3月は冬の終わり、という印象がある。寂しくなってくる。夏休みの終わりにセミの鳴き声を聞いているようだ。冬に生まれ、冬が好きで、冬は自分の季節だという思い込みが昔からある。冬が始まると風にチョコレートの香りが少しして、ああ始まったなと分かる。雪の日に生まれ、雪が好きで、雪に囲まれ雪が積もる音しかない夜の世界には、月の香りがゆらりと漂ってくるようだ。
ただそれは春夏秋冬あればこそなのだけれど。
石巻に来てから、3月の始まりにまた少し意味が加わった。まもなく3月11日になる。自分がこのまま歳をとっていっても、もう何年になるとか、3月が来ると思い出すとかにはならないみたいだ。3月を生きる気持ちに既に埋め込まれている芽みたいなものがある。どう芽吹くかは自分にもわからない。それは近い将来、自分の持つ3月の印象を上書きするのだろう。

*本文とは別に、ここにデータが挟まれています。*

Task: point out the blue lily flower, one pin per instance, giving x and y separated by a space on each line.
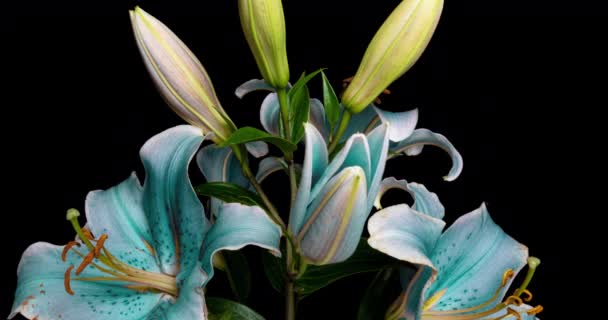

3月は冬の終わりで、4月は春の始まり、その終わりと始まりの間に、今の自分は何年もずっといるような気がする。悟ったり、約束を破ったり、勘違いしたり、吹っ切れたり、頷いたりしながら、少しずつ次の季節が近づいてきている。仲間を減らしまた増やして、ことさら春を目指しているわけではないが、ただいつかは4月になるのだろう。終わって始まって、しかしそこには幾つもの続きが確かにあるのだ。